Again, never be the first, and never be the last to use a new drug. Looks like the jury’s still out on this one. Here’s some of a review from Medscape about today’s JAMA article (emphasis added):
April 20, 2005 ? The bad news is getting worse regarding the
natriuretic nesiritide (Natrecor), a medication with both diuretic and
vasodilatory properties that is often given in the treatment of acute
exacerbation of decompensated heart failure.
Earlier research had shown that nesiritide, despite claims, is not
associated with preservation of renal function. Now, in a meta-analysis
published in the April 20 issue of JAMA, investigators report
that patients treated with nesiritide are more likely to die in the 30
days after treatment than are patients treated with noninotrope
therapies used in acute congestive heart failure.

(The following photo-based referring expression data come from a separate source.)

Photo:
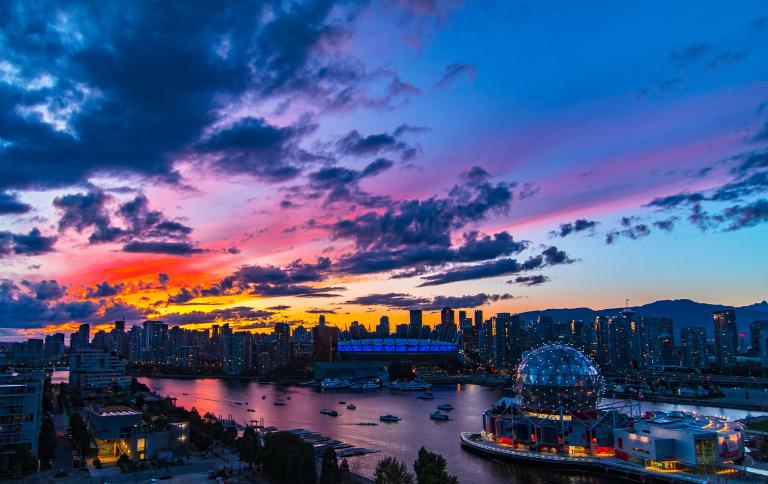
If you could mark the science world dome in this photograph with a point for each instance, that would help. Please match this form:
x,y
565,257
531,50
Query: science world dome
x,y
557,377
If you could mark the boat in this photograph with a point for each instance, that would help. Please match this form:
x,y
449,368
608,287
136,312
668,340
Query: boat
x,y
438,415
409,385
333,383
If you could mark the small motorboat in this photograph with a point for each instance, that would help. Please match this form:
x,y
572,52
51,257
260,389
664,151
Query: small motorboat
x,y
438,415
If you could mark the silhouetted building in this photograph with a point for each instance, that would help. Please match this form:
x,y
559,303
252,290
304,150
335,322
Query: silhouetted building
x,y
726,337
325,340
694,341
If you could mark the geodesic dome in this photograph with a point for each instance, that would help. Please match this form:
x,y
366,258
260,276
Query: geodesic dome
x,y
557,376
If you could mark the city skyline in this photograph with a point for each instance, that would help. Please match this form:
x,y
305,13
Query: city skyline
x,y
377,159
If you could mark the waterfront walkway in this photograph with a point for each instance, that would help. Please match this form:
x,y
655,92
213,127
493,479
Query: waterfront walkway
x,y
602,465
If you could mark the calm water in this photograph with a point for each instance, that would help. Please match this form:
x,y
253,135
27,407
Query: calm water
x,y
401,440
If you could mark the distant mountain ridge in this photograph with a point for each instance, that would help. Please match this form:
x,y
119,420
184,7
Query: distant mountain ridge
x,y
683,312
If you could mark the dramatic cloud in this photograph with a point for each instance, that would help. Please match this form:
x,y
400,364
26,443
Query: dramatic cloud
x,y
355,144
412,222
421,257
339,184
505,266
11,205
31,243
453,71
691,53
105,289
397,300
254,147
235,314
46,290
534,280
630,230
579,225
132,96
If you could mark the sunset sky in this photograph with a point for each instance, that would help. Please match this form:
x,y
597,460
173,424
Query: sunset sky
x,y
254,162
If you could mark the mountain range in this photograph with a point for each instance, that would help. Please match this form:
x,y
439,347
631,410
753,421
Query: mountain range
x,y
683,312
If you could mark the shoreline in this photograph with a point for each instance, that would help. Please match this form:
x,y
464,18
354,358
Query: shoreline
x,y
653,399
587,465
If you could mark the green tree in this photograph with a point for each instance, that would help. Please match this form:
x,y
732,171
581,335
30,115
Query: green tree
x,y
307,472
430,469
23,460
390,471
329,472
250,447
47,443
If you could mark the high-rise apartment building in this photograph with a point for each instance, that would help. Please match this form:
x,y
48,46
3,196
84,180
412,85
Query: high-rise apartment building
x,y
20,413
694,342
726,337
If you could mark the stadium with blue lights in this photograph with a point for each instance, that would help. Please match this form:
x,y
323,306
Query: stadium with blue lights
x,y
389,349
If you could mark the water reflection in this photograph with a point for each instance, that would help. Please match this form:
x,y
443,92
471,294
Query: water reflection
x,y
401,440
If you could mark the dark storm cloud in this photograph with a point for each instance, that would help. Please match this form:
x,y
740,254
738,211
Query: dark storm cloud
x,y
144,230
273,281
239,313
31,243
46,290
666,225
21,309
430,221
630,230
579,225
424,256
398,300
505,266
254,147
747,215
453,71
671,201
320,311
690,53
105,289
534,280
356,144
170,248
11,205
130,88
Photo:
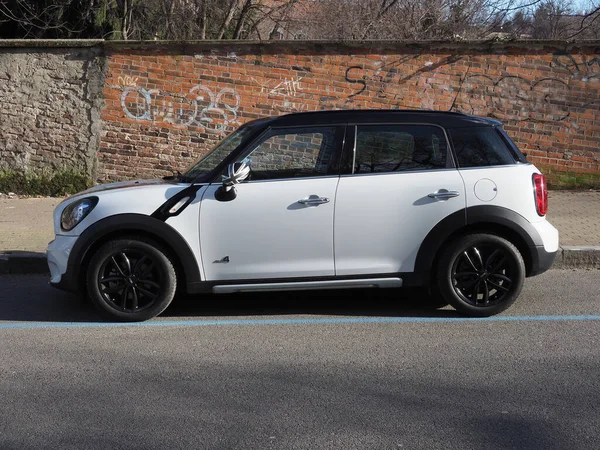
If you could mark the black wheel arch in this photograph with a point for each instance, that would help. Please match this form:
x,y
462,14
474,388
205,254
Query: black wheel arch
x,y
132,225
480,219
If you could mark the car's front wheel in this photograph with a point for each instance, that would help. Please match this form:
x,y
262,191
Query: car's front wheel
x,y
480,274
131,280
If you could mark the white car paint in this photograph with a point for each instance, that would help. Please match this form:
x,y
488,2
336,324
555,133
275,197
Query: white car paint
x,y
514,188
266,233
382,219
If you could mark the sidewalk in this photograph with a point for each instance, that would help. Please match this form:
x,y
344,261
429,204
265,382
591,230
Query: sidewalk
x,y
26,228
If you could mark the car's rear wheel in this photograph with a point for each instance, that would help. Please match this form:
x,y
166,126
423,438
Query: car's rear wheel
x,y
131,280
481,274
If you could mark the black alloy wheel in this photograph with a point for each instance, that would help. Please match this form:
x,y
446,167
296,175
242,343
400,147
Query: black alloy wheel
x,y
131,280
481,274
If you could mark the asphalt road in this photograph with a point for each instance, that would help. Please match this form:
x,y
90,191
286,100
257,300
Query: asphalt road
x,y
334,370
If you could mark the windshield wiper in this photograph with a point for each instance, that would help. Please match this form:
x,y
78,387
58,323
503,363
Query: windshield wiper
x,y
176,176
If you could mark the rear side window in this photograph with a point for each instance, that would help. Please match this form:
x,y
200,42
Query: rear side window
x,y
480,147
397,148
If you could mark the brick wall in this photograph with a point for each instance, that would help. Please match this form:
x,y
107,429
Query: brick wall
x,y
167,105
122,110
50,102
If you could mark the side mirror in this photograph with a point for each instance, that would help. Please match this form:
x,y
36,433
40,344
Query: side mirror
x,y
236,173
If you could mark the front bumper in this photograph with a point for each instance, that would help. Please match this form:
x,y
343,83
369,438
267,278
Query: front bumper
x,y
61,274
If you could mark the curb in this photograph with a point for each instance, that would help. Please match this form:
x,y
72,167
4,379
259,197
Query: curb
x,y
14,263
568,257
577,257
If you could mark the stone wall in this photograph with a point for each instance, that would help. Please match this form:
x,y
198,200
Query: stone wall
x,y
50,103
163,105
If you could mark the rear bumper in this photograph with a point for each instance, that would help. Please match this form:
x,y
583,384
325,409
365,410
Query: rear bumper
x,y
542,256
541,260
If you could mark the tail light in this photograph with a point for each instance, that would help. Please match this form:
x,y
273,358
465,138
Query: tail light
x,y
541,193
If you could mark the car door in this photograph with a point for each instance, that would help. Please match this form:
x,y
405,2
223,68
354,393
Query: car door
x,y
398,182
280,223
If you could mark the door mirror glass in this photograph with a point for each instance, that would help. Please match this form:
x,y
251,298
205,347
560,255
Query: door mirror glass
x,y
237,172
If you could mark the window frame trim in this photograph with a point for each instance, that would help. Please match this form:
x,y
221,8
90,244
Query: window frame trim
x,y
495,130
339,141
353,127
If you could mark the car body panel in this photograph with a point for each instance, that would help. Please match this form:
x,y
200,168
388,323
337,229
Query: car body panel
x,y
381,219
265,233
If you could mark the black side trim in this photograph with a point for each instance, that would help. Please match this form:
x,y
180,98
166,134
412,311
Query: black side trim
x,y
128,222
162,213
506,217
436,238
408,279
541,260
481,214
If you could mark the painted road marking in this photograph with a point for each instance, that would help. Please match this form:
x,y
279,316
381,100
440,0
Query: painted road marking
x,y
299,321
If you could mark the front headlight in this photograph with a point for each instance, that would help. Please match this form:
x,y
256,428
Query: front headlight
x,y
76,212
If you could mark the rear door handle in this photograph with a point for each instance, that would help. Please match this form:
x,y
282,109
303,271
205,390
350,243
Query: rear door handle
x,y
443,193
313,200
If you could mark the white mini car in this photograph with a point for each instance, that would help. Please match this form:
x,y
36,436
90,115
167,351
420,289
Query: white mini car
x,y
332,199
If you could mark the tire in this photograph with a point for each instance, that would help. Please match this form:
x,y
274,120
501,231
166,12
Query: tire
x,y
480,274
131,280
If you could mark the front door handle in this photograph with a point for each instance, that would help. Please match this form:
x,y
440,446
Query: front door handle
x,y
443,193
313,200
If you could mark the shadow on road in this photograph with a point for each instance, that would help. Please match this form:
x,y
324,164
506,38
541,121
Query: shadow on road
x,y
30,298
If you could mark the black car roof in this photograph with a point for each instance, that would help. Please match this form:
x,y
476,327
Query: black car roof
x,y
446,119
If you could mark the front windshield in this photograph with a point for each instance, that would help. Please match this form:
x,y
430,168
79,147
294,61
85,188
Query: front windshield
x,y
217,155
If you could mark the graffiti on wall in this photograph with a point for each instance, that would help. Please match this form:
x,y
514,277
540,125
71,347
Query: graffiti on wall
x,y
200,107
390,82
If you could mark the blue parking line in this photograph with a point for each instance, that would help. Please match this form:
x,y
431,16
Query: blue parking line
x,y
300,321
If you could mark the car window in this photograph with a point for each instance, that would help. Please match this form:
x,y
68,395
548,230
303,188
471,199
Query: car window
x,y
396,148
480,147
293,153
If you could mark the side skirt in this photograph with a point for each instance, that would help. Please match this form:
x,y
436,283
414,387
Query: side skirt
x,y
395,280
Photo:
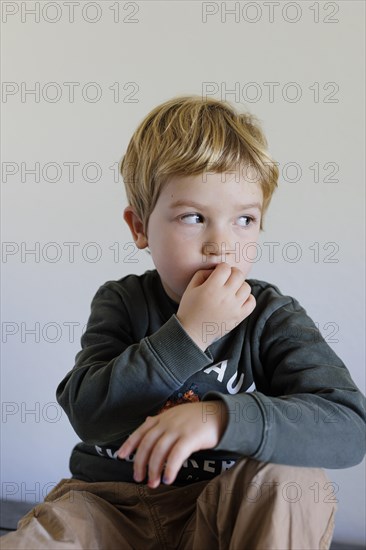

… The investigators found that
nesiritide-treated patients were 1.74 times more likely to die within
the 30-day window. Among the nesiritide-treated patients, 35 (7.2%)
died in this time period compared with 15 (4.0%) of those treated with
other medications (P = .059). After adjusting for different variables, the risk of death in the nesiritide group increased slightly to 1.80 (P = .057).
And, it turns out it isn’t completely unexpected:
"These results were disappointing but not surprising," Stephen A.
Siegel, MD, said in a phone interview. Dr. Siegel, who was not involved
in the study, is a clinical assistant professor of medicine in the
division of cardiology at the New York University School of Medicine in
New York City.
"The inotropic support concept has never worked," Dr.Siegel pointed
out. "It’s paradoxical, because if the heart is lacking contractility,
it would make sense to give a medication that increases contractility.
However, this treatment approach doesn’t seem to reduce the risk of
Dr. Siegel concluded, "It may be that we need to explores other ways
to treat congestive heart failure, such as the neuronal-hormonal
effect. The definitive answer of how to treat it hasn’t been identified
yet, but considering that inotropes don’t work, this drug class just
may be the wrong way to go."
JAMA. 2005;293:190-195 By
Paula Moyer, MA Freelance Medical Writer
This drug has never caught on in our ED, and when used it’s been at the behest of the cardiologist who admits the patient. Given this, I don’t see that changing.